Abstract 196

The N-of-1 trial is a randomized experiment with a single participant. The patient is given two treatments, an active therapy and a placebo or alternate therapy; the order is determined by random allocation. Both the patient and treating clinician may be blinded as to which particular treatment is being used at a particular time. In Pediatrics, the practice of N-of-1 technique is being used in cases where there is no standard of care or where there are insufficient data to prove a treatment's safety and efficacy.

A variety of arguments have been used to support the use of N-of-1 trials. These include intervention designed to enhance patient wellbeing, a reasonable expectation of success, or as a last resort. These arguments do not hold true for all N-of-1 trials. Many N-of-1 trials are designed to test the efficacy of a specific therapy. This is the purpose of experimental research and raises ethical concerns that must be addressed. First, respect for patients, expressed by informed consent must be paramount.

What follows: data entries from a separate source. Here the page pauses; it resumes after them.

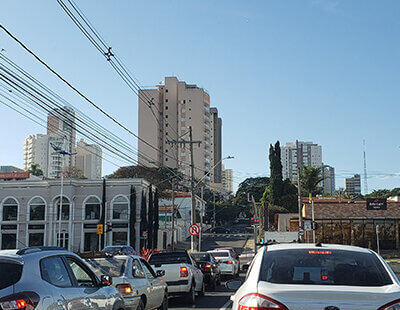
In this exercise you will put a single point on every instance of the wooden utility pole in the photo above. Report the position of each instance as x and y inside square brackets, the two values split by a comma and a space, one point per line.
[193, 208]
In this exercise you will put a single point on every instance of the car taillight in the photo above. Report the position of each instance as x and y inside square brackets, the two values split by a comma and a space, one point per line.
[394, 305]
[184, 272]
[255, 301]
[23, 300]
[124, 288]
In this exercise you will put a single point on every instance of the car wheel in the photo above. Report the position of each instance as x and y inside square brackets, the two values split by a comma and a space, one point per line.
[141, 305]
[203, 290]
[164, 304]
[191, 295]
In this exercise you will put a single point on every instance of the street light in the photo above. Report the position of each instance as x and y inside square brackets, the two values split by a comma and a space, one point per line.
[62, 152]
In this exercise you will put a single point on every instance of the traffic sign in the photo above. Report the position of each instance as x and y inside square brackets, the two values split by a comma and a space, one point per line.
[194, 229]
[99, 229]
[308, 225]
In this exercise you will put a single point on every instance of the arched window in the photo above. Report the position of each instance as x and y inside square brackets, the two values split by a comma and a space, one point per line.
[120, 208]
[10, 210]
[92, 209]
[65, 209]
[36, 209]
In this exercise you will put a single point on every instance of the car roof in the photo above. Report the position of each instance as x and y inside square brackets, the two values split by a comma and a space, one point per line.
[293, 246]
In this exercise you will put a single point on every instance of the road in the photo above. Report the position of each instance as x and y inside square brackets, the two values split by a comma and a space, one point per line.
[220, 298]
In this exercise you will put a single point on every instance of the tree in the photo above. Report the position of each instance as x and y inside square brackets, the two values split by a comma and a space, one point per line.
[73, 172]
[310, 177]
[35, 170]
[276, 182]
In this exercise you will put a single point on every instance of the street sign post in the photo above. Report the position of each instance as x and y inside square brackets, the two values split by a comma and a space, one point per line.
[194, 229]
[100, 229]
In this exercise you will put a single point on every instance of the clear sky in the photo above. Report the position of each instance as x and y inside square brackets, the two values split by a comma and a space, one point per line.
[325, 71]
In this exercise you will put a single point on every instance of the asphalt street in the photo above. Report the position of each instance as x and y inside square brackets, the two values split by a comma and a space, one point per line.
[220, 298]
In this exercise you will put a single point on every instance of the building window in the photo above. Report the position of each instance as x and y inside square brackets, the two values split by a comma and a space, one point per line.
[120, 238]
[36, 239]
[10, 210]
[65, 209]
[92, 209]
[8, 241]
[120, 208]
[36, 209]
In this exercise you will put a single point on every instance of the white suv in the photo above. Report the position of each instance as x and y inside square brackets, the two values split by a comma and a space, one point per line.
[317, 277]
[52, 278]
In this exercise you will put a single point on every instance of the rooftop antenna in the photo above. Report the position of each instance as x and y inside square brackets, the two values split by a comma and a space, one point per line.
[365, 170]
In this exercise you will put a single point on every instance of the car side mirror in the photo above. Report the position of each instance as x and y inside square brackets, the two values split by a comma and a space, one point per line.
[106, 280]
[233, 285]
[160, 273]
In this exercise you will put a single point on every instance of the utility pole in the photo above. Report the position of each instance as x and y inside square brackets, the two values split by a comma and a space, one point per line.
[193, 213]
[173, 218]
[193, 208]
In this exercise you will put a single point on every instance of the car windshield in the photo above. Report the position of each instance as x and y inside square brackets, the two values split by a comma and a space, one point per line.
[217, 254]
[113, 267]
[169, 258]
[10, 273]
[200, 257]
[323, 267]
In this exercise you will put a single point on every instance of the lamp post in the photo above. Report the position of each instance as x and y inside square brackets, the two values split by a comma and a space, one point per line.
[62, 152]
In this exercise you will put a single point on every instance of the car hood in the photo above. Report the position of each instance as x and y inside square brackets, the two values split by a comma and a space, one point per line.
[317, 297]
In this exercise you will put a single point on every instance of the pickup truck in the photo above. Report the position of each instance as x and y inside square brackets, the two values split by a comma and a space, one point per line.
[181, 274]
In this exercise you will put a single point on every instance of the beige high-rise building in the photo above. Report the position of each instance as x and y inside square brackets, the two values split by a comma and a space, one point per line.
[227, 180]
[88, 159]
[165, 115]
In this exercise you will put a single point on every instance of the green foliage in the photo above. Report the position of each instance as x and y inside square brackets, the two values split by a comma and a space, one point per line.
[276, 182]
[310, 177]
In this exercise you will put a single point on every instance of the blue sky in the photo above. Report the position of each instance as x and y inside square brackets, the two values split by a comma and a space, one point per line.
[325, 71]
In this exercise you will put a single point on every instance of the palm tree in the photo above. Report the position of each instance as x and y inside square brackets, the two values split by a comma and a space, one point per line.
[35, 170]
[310, 177]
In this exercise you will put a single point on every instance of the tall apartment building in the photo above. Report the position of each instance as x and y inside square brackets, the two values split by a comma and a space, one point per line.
[61, 123]
[165, 115]
[328, 184]
[299, 153]
[88, 159]
[352, 185]
[227, 180]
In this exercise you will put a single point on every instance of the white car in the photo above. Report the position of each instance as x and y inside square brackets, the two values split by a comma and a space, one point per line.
[317, 277]
[181, 274]
[228, 265]
[140, 286]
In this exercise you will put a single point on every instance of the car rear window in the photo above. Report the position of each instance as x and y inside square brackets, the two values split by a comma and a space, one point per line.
[10, 273]
[169, 258]
[112, 267]
[220, 254]
[323, 267]
[203, 257]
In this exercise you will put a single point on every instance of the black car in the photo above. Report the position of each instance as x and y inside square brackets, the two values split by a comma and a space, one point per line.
[210, 268]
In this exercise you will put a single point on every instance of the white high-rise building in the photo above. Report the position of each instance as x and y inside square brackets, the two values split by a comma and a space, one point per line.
[227, 180]
[299, 153]
[165, 115]
[328, 173]
[88, 159]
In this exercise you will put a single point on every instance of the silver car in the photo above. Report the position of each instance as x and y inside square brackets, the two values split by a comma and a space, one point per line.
[45, 278]
[139, 285]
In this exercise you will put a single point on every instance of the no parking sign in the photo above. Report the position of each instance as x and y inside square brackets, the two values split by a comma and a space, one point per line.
[194, 229]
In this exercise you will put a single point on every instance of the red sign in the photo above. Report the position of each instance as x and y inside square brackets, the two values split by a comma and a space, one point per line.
[14, 175]
[194, 229]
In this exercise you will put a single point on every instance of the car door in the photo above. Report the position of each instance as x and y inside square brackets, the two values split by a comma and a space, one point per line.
[86, 288]
[55, 272]
[157, 291]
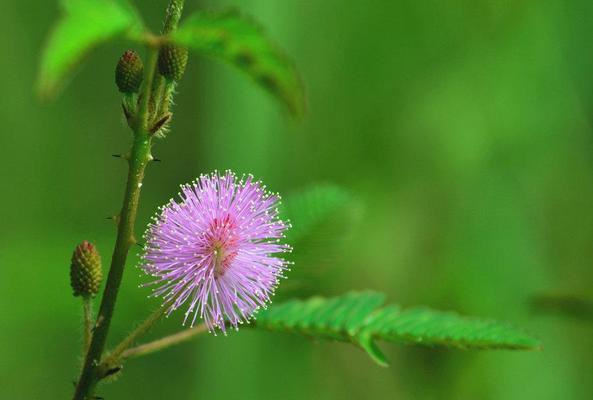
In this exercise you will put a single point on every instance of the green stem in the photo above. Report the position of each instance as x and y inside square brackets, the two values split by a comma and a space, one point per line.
[113, 359]
[88, 323]
[174, 11]
[139, 157]
[164, 342]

Second, beneficence should be ensured by balancing expected risks and benefits. Third, the assignment of patients enrolled must reflect justice. To avoid the pitfalls of not taking these considerations into account, physicians should adhere to the usual guidelines for research with human subjects, including review by the institutional review board (IRB).

Nonetheless, the urgency of clinical practice may be frustrated by the delay in the approval of these trials that often accompanies IRB approval. Submitting possible N-of-1 protocols in advance of actual trials for those physicians with an already known population may be a solution to this problem.